Privilege is often painted as a simple matter of possession: what have you been given, and what have you not been given? However, the matter isn’t this simple. Rather, privilege shapes people’s fundamental expectations in life by answering the question of “what do you think you deserve?” Three meals a day? A car? A high school degree? A college education? Trips to Europe every other Spring? These expectations cannot be torn down and reconstructed through simple acknowledgment, and the emotional reactions people have when such expectations go unfulfilled point to how deeply such expectations burrow. 

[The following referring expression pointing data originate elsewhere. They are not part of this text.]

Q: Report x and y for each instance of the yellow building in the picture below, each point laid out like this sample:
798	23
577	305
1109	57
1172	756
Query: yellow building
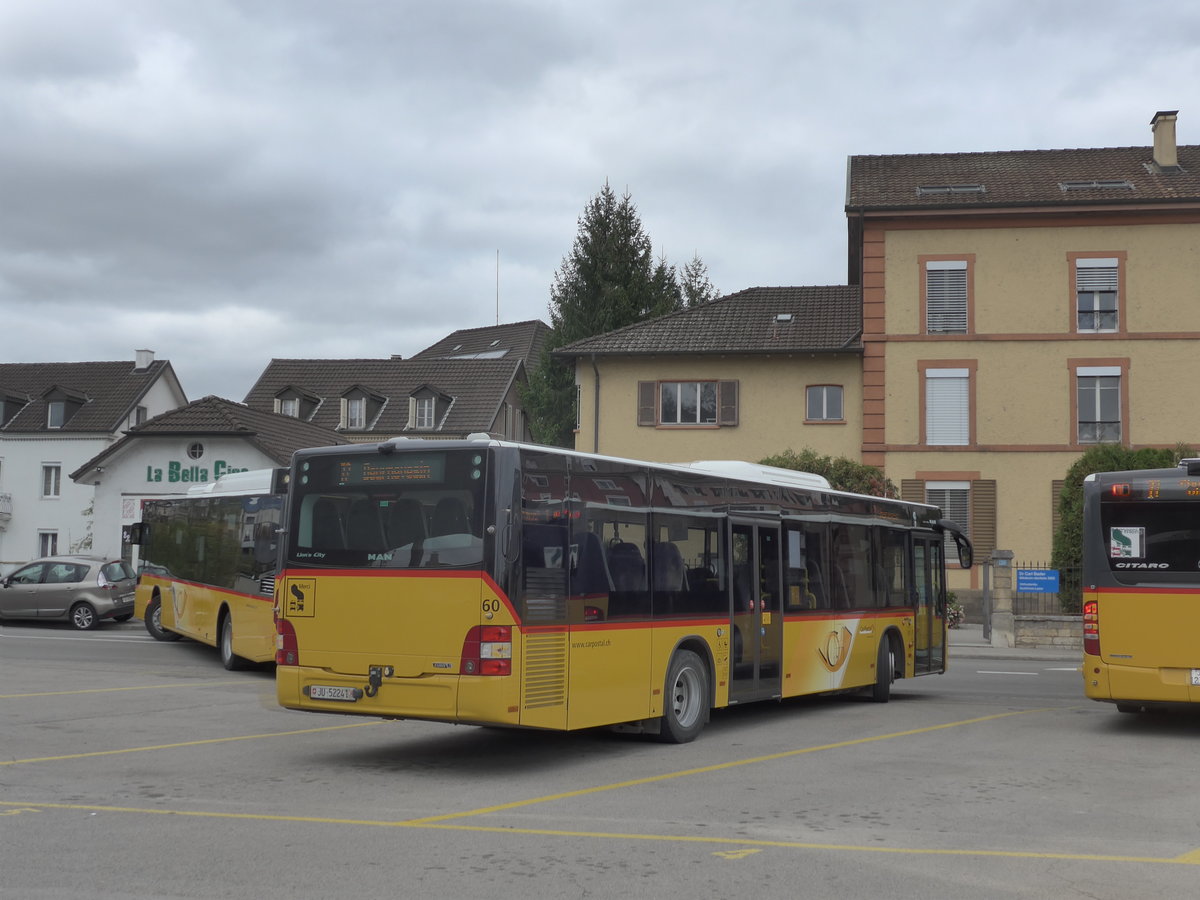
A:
1006	311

I have found it is helpful for me, when articulating my response to an online freshman semester, to frame my privilege prioritizing this emotional aspect. I’ve tried guilting myself out of my disappointment, but this method fails to consider how far privilege cuts into people’s world views. Attempting to make one’s negative feelings disappear with the guilt of privilege doesn’t work. It lingers just below the dirt and crawls right back out. Only by accepting my disappointment as valid, rather than bratty, have I been able to reconcile this semester with my expectations. 

As I look back at my first semester in college, the word that comes to mind is underwhelming. I’ve met wonderful people, but I haven’t built any real friendships. My courses are interesting, but zoom calls exhaust me. I feel I am idly waiting for my life to start again. The pandemic, however, has put everyone’s life on hold, and despite the unfulfilled expectations, in this liminal space I have much I am grateful for.